He mentions to Mr. Daveis some other occupations of his summer's holidays, writing September 19, 1833:—

Among other things I have made a thorough study of the works of Milton and Shakespeare, as nearly three hundred pages of notes and memoranda will testify. It was delicious. Last summer I did the same for Dante, working on each, often twelve and fourteen hours a day, with uninterrupted and equable pleasure. If I am not a better man for it,—and a happier one too,—why, I shall have misused my opportunities scandalously, as many better men have done before me.

He had already been in the habit of expounding Dante to special classes at Cambridge, and mentions doing so, for a section of the Junior class, three times a week during the autumn of 1831. The studies of Shakespeare had one result, in a course of public lectures given in Boston in the winter of 1833-34.

As he never kept a diary of any kind when at home, it is necessary to gather from his letters such extracts as may indicate the variety and nature of his interests; but, at this time, even these are not very ample for the purpose.

To C. S. Daveis, Portland.

August 3, 1831.
I do not know how it may be with you in partibus, but politics here are truly amusing. When I am King, I am afraid it will be impossible, even with you for my Primarius, to keep up half so much merriment as the present incumbent, his followers, and his opponents now produce, before the astonished eyes of their countrymen.
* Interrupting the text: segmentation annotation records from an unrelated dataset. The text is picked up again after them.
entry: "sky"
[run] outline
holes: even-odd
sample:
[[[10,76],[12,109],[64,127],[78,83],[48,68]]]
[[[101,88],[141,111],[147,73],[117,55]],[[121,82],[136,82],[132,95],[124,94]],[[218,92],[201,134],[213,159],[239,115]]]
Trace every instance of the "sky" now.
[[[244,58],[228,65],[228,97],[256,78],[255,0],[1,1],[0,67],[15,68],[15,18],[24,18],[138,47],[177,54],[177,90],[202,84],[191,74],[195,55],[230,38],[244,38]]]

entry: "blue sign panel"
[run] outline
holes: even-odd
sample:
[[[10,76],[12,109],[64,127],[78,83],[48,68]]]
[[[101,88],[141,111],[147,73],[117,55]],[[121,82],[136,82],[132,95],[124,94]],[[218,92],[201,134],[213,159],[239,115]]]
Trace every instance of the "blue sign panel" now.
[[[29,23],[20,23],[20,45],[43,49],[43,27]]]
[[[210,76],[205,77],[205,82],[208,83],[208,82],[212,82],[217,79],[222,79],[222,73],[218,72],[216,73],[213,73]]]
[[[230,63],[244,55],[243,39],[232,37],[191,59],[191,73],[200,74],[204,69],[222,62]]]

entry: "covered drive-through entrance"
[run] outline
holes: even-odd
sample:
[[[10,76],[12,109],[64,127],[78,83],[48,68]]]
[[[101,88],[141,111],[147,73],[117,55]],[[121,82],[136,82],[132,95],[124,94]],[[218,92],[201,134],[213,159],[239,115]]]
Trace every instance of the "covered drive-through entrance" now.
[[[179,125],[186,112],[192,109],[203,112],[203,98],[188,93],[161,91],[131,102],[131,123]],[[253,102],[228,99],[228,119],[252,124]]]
However, I promise not to give you so much trouble as the High Contracting Party now in power gives his official keepers. . . . . I am sorry, too, that the secretaries thought it necessary to muzzle him, when he wanted so to roar about Berrien's manifesto; for I think it would have been great sport, through all Athens, to have seen him out in a regular enactment of the lion, and I have no doubt he would have been magnificently encored, and that they would all have shouted, ‘Let him roar again! Let him roar again!’


1 This lecture was published in Boston in 1833.